Are there any previous connections between Hankey and Trump?
Hankey said he is an investor in Axos Bank, a San Diego institution that refinanced Trump Tower in 2022 for $100 million. Hankey said that he didn’t know of the refinancing until afterward and that selling Trump the bond was a business decision, though he acknowledged he is a Trump supporter. “I voted for Democrats in the past and I will support people who are business-friendly,” he said.
So how did he get involved with Trump’s bond deal?
Trump suffered a legal blow when a judge ruled in February that the former president and his company had for years exaggerated their wealth to obtain real estate loans on better terms — and must pay a financial penalty of $364 million, a figure that grew to more than $450 million with interest. Hankey said that he heard how Trump’s legal team was struggling to post such a large bond and he reached out a few days before it was reduced in size last month.
“We were on a conference call and discussing a bond for the approximate size of $460 million and news came on, and one of the people said ‘We were just informed that the bond was reduced to $175 million,’” Hankey recalled.
How did this deal come together?
Hankey said he was later contacted about obtaining a bond for the smaller sum and he agreed to provide it. “They first came up with a list of $140 million in [investment] bonds and said the rest would be in cash. We said the bonds were acceptable to us. They were quality institutional bonds. At the end of the day when they funded, they funded in all cash,” he said.
Hankey said there was more risk in underwriting the $460-million bond, but that could possibly have been completed too through a combination of cash, bonds and real estate as collateral. “I wasn’t comfortable, but I would have been happy to sit down and try to work it out. There would be a little more risk on my end, so maybe there would be a little more price involved,” he said.
Hankey declined to disclose the price of the $175-million bond, which is typically a percentage of the principal, but said the margin on the bond “was very small” because “the dollar amount was large and I just don’t think there is any risk. Plus, we had collateral so we gave him a good rate.”
How was Hankey able to put the deal together so fast?
Hankey is considered a hard-money lender, which typically charges a steep interest rate and requires collateral that can cover a loan should it go bad. They are usually lenders of last resort or when a borrower needs money fast.

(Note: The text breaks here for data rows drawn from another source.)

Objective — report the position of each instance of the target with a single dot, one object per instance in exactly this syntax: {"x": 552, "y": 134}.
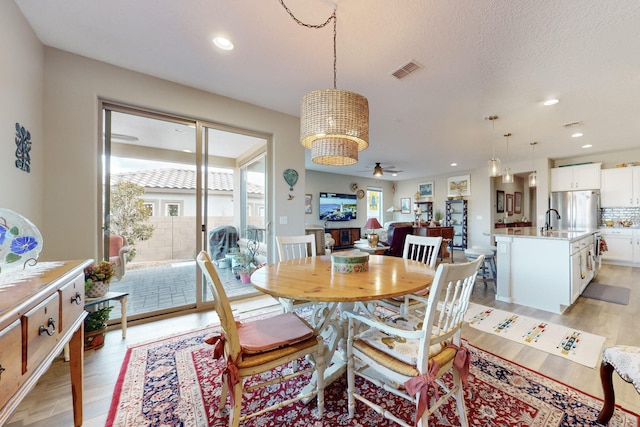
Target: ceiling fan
{"x": 380, "y": 170}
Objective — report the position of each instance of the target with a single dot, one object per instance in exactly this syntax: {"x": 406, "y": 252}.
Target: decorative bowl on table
{"x": 349, "y": 262}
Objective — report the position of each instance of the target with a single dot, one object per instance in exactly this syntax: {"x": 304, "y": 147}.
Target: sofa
{"x": 396, "y": 233}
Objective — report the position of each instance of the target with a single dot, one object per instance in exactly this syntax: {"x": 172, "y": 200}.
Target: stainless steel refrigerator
{"x": 578, "y": 209}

Hankey Capital, the entity that lent to Niami, states on its website that it will lend as much as $300 million and can close a loan in as few as five days.
Hankey said the appeal bond deal came together in just in a few days. “We had to get a lot of documents to sign but they came up with the cash right away and we have liquidity, so it was just a matter of putting the paperwork together,” he said.
Has Hankey ever provided such a loan before?
Hankey said he has not previously underwriten an appeal bond, but his insurance business has handled niche bonds such as for mining companies that need to ensure they will perform environmental reclamation work after mining activity stops.
What happens if Donald Trump loses his appeal?
Hankey said that if Trump cannot pay the judgment, the court will cash the bond in and his company will have “a day or two” to come up with money, which is sitting in an escrow account at a major brokerage. “The collateral is cash. There shouldn’t be any risk, but you never know with these things,” he said.
Has he spoken to Trump about the bond deal?
Hankey said he has never spoken to the former president, but he did speak to his son Eric Tuesday morning. “He called and thanked us,” Hankey said. The bond also puts on hold about $10 million in fines against Eric Trump and his brother Donald Trump Jr., as well as former Trump Organization Chief Financial Officer Allen Weisselberg, who are also defendants, according to the Associated Press.